2. Aux termes de l’article R. 432-1 du code de l’entrée et du séjour des étrangers et du droit d’asile : « Le silence gardé par l'autorité administrative sur les demandes de titres de séjour vaut décision implicite de rejet ». Aux termes de l’article R. 431-3 du même code : « La demande de titre de séjour ne figurant pas dans la liste mentionnée à l'article R. 431-2, est effectuée à Paris, à la préfecture de police et, dans les autres départements, à la préfecture ou à la sous-préfecture. » Aux termes de l’article R. 432-2 du code de l’entrée et du séjour des étrangers et du droit d’asile : « La décision implicite de rejet mentionnée à l'article R. 432-1 naît au terme d'un délai de quatre mois. (…) ». Et aux termes de l’article R. 431-12 du code de l’entrée et du séjour des étrangers et du droit d’asile : « L'étranger admis à souscrire une demande de délivrance ou de renouvellement de titre de séjour se voit remettre un récépissé qui autorise sa présence sur le territoire pour la durée qu'il précise. (…) ».

3. Il ressort des pièces du dossier que Mme B... a déposé une demande d’admission exceptionnelle au séjour le 8 mars 2024 via la plateforme « démarches simplifiées » ainsi que cela ressort de l’attestation de dépôt générée par cette plateforme.
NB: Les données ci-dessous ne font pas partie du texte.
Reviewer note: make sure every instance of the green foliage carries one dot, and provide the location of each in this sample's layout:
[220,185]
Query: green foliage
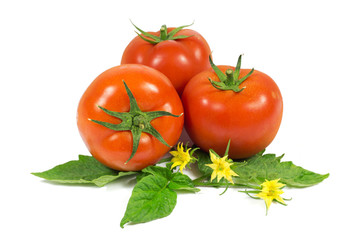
[154,195]
[85,170]
[268,166]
Si cette pièce démontre qu’elle a engagé la procédure en vue de se voir délivrer un rendez-vous pour déposer sa demande de titre en préfecture, elle ne saurait attester du dépôt d’une demande de titre au sens de l’article R. 431-3 du code de l’entrée et du séjour des étrangers et du droit d’asile précité, seul à même de déclencher le délai de quatre mois prévu par les dispositions de l’article R. 432-2 du même code s’agissant d’une catégorie de titre dont la demande par téléservice n’est pas possible. Dans ces conditions, et alors qu’il ne ressort pas des pièces du dossier que Mme B... aurait été mise en possession d’un récépissé, le silence de la préfète de l’Essonne sur sa demande d’admission exceptionnelle au séjour présentée le 8 mars 2024 n’a pu avoir pour effet de faire naître une décision implicite de rejet passé un délai de quatre mois à compter de sa demande en application des dispositions précitées de l’article R. 432-1 du code de l’entrée et du séjour des étrangers et du droit d’asile. Il s’ensuit que Mme B... ne peut se prévaloir de l’existence d’une quelconque décision implicite de refus de titre de séjour et que les conclusions à fin d’annulation d’une telle décision, sont entachées d’une irrecevabilité manifeste non susceptible d’être régularisée.

4. Il résulte de ce qui précède qu’il y a lieu de rejeter la requête de Mme B... en toutes ses conclusions en application des dispositions précitées du 4° de l’article R. 222-1 du code de justice administrative.

O R D O N N E :


Article 1er : La requête de Mme B... est rejetée.

Article 2 : La présente ordonnance sera notifiée à Mme A... C... épouse B... et à la préfète de l’Essonne.

Fait à Versailles, le 13 janvier 2026.


La présidente de la 3ème chambre,

Signé

C. Rollet-Perraud

La République mande et ordonne à la préfète de l’Essonne en ce qui la concerne ou à tous commissaires de justice à ce requis en ce qui concerne les voies de droit commun, contre les parties privées, de pourvoir à l'exécution de la présente décision.